We read the Bible through the lens of individualism. I often preach that way. A discipline I am learning is to read, think, pray, and live corporately.
Here’s an example. The past couple of weeks at Grace we have considered passages in Philippians 4 that address prayer in anxiety and thinking on Christ. I preached and you heard a message to individuals. Each person in the congregation was encouraged to think about his or her own life. Applications were given for how each person can practice prayer and discipline the mind to think well.
That’s a good thing. We are disciples of Jesus Christ and each of us is called to follow him. But to limit our thinking only to the individual application of the Bible is not a good thing. In fact, it’s not even the way the Bible was written.
In Philippians 4:8, the Apostle Paul writes, “Finally brothers ” He is addressing a group we often refer to as “brethren,” meaning brothers and sisters or the congregation. He is not addressing only the individuals in the congregation but the congregation as a whole. In the south we distinguish between the individual “you” and the corporate “you.” When there is more than one “you,” it’s “y’all.” As I read back through Philippians 4 this week, I heard Paul with a southern accent.
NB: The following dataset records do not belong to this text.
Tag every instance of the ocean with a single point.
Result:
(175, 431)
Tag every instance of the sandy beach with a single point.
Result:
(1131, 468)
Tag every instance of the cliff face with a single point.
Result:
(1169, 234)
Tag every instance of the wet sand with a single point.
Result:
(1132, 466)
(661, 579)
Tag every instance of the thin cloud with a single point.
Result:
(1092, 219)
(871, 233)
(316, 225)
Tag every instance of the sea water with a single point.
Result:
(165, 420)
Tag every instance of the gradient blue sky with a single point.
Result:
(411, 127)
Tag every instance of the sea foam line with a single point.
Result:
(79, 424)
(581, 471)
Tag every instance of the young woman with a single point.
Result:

Paul is addressing us as a church. He is applying the gospel to us as a congregation. As congregations spread all over the globe, we are here to be “lights in the world” (Philippians 2:15). By living in unity with one another, praying in our anxiety, and thinking on the things of Christ, a congregation does two things. First, it lives in contrast to the world (which is divided, reactionary, and thinks at a low level with no reference to Christ). Second, it shines as both a witness of the power of Christ and an invitation to come to him.
This Sunday at Grace I will encourage us to think about how we as a congregation live in the world.
Take some time this weekend to read Philippians 4:1-9 through a congregational lens.